# Tutorial 08
This tutorial will go over a brief overfiew of the “initial” and “final” (typed tagless final) language encodings, and create a “pretty printer” of sorts using the `pretty` library.
## `pretty`
### What is `pretty`?
`pretty` is a “pretty-printing” library that allows you to format your text easily in Haskell!

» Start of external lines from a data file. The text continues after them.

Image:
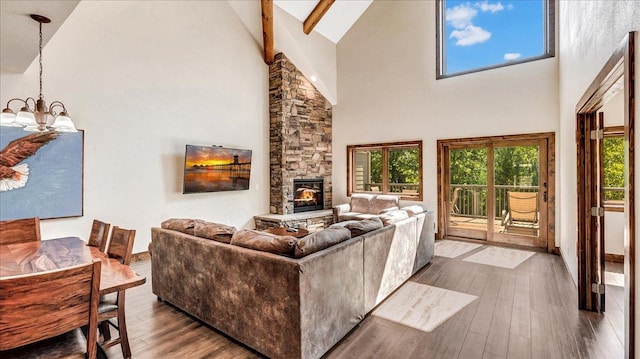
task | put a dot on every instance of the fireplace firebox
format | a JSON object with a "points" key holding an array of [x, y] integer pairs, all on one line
{"points": [[308, 195]]}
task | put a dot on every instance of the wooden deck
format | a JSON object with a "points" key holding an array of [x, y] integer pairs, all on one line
{"points": [[526, 312], [480, 224]]}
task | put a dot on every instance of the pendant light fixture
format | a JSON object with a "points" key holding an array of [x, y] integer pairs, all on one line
{"points": [[40, 118]]}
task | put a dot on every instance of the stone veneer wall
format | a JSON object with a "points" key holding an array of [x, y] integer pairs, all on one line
{"points": [[299, 134]]}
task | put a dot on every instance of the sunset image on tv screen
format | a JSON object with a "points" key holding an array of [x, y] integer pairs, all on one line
{"points": [[213, 169]]}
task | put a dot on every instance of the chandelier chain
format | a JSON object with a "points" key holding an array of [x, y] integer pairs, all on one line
{"points": [[40, 61]]}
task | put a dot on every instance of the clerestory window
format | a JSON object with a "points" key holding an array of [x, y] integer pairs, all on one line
{"points": [[480, 35]]}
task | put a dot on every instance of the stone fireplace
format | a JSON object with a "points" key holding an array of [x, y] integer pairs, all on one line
{"points": [[299, 139], [308, 195]]}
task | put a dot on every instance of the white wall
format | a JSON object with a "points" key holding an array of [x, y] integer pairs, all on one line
{"points": [[144, 78], [589, 32], [389, 92], [313, 54]]}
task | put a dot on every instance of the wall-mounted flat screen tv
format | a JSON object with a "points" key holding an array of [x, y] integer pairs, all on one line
{"points": [[214, 169]]}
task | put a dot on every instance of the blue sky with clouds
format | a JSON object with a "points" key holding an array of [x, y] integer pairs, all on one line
{"points": [[486, 33]]}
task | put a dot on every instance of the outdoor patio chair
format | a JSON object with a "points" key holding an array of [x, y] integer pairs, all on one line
{"points": [[522, 210], [454, 201]]}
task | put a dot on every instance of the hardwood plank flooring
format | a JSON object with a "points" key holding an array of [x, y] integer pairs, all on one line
{"points": [[526, 312]]}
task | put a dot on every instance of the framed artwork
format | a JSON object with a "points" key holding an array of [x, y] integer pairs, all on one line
{"points": [[41, 174]]}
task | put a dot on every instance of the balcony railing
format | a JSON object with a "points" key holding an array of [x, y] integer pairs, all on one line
{"points": [[393, 187], [472, 199]]}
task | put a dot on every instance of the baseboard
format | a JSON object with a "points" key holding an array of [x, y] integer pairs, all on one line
{"points": [[142, 256], [615, 258]]}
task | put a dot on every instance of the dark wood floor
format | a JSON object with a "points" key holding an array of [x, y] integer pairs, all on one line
{"points": [[527, 312]]}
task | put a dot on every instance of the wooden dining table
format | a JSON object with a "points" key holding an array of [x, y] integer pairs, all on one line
{"points": [[24, 259], [21, 259]]}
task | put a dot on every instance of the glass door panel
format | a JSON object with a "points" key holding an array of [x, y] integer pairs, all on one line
{"points": [[468, 193], [517, 194]]}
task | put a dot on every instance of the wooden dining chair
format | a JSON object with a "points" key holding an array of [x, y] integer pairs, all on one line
{"points": [[20, 230], [120, 247], [40, 313], [99, 235]]}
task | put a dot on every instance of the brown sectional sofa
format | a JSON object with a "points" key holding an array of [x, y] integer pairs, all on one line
{"points": [[285, 307], [363, 206]]}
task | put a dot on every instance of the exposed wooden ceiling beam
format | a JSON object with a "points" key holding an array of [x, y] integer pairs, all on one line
{"points": [[318, 12], [267, 30]]}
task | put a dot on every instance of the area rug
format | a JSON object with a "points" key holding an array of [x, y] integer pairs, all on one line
{"points": [[422, 306], [500, 257], [453, 249]]}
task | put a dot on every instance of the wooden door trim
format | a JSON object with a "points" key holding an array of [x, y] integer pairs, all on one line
{"points": [[621, 63], [443, 147]]}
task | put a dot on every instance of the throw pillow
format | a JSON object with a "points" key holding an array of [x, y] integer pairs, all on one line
{"points": [[343, 223], [361, 227], [320, 240], [184, 225], [263, 241], [393, 217], [382, 202], [413, 210], [360, 203], [216, 231]]}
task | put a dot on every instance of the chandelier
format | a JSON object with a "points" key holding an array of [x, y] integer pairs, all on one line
{"points": [[38, 118]]}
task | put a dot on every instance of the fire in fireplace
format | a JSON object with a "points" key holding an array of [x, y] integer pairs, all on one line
{"points": [[308, 195]]}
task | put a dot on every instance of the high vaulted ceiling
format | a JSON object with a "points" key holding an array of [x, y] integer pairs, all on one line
{"points": [[19, 33], [335, 23]]}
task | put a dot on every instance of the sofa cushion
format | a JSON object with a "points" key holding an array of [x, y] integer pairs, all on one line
{"points": [[320, 240], [359, 228], [393, 217], [382, 202], [216, 231], [414, 210], [263, 241], [360, 202], [344, 223], [184, 225], [355, 216]]}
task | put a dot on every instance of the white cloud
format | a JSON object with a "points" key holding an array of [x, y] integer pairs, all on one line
{"points": [[470, 35], [460, 16], [510, 56], [485, 6]]}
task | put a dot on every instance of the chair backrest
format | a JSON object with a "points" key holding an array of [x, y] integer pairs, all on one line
{"points": [[46, 304], [121, 244], [454, 200], [99, 235], [523, 206], [20, 230]]}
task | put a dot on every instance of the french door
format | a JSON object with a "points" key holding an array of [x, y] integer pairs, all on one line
{"points": [[498, 189]]}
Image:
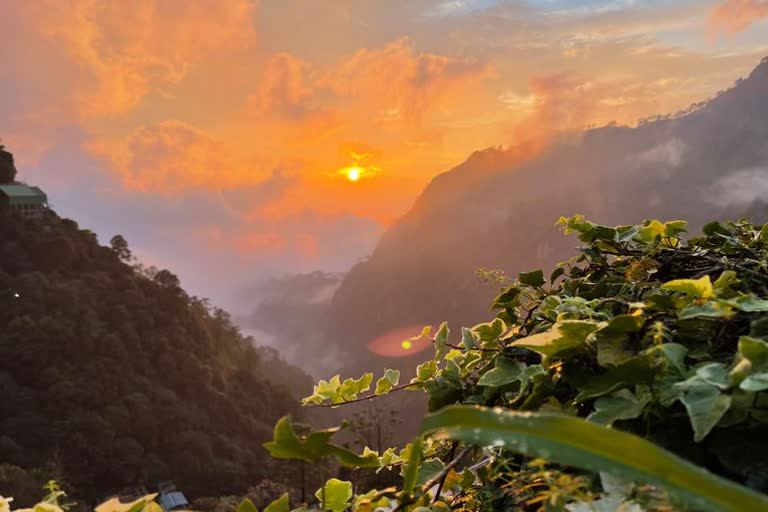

From their [github page](https://github.com/haskell/pretty); “It is based on the pretty-printer outlined in the paper ‘The Design of a Pretty-printing Library’ by John Hughes in Advanced Functional Programming, 1995. It can be found here.”
### Installing `pretty`
1. Prepare a new stack project and `cd` into it.
`stack new Tutorial08`
`cd Tutorial08`
2. Open up your `project.yaml` file and add `pretty` to your list of dependencies.
You’re all done! 🙂
To validate installation worked, you can import `Text.PrettyPrint` in your `app/Main.hs` file, and run `stack run` to make sure no errors occur.
### Using `pretty`
You can find some examples of usage on their [github page](https://github.com/haskell/pretty), alongside the source code, and code documentation.
Have a look at [src/Text/PrettyPrint.hs](https://github.com/haskell/pretty/blob/master/src/Text/PrettyPrint.hs) for a list of available functions, and [src/Text/PrettyPrint/Annotated/HughesPJ.hs](https://github.com/haskell/pretty/blob/master/src/Text/PrettyPrint/Annotated/HughesPJ.hs) for the same functions list but with examples and documentation.
You essentially convert things into `Doc`s and create connections between them (such as `nest`ing, punctuation, brackets, concatenation, etc), and then `render` your final `Doc` into a String for printing.